The Drake House, a historic house in Plainfield much older than the American Hotel, can now hold over 100 people on the second floor as a result of specialists. When will Freehold learn to protect its cultural resources?
Another great loss to Freehold Borough was the Bartleson house. This building was really demolished by Freehold Borough – not by the developer, because municipal land use zoning laws were not set up to protect the building from the developers. As much as the residents tried to stand in the way of the developers, there was no ordinance to protect it – the door was left wide open.
As a result, a preservation commission was created. What is its purpose? Why was demolition approved so quickly without further investigation? How many more buildings will it take to know what to do?
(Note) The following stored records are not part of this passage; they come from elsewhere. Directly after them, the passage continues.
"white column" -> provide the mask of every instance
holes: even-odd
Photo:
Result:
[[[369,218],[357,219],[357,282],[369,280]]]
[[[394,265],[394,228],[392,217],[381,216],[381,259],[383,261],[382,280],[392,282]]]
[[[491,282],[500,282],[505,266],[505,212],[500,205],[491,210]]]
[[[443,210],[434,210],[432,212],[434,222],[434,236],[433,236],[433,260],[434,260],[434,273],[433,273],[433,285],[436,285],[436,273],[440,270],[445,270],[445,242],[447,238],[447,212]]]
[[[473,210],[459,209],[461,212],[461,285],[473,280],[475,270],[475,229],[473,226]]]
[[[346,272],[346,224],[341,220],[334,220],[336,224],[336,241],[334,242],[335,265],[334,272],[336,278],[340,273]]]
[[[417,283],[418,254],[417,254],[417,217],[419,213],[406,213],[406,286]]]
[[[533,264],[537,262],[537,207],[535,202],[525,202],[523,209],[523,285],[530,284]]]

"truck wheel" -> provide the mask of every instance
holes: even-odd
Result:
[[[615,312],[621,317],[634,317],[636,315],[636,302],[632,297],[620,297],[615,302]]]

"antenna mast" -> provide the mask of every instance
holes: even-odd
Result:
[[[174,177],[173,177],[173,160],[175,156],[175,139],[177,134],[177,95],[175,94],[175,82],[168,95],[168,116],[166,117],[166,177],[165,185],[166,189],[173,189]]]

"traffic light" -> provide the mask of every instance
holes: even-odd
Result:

It was said in the newspaper that the new building will be exactly as the original. This is a worn out phrase that’s usually used to rationalize over the “structural problem” excuse. We can all be sure there will be a new structure that will look nice, but that’s it. The new building will “resemble” the original, especially to the untrained eye and those driving past, but it will definitely not have the character of the original.
The detail and relief will be diminished. All wood trim will definitely look totally different than the original. Fenestration, the most pronounced character defining feature, will most likely be a different size, window frames will be narrower with less detail, and probably plastic grids instead of true divided light window panes. Original character defining features will be lost forever.
As I am sad to see this happen, I hope readers will learn that when it comes to historic buildings, you need qualified professionals.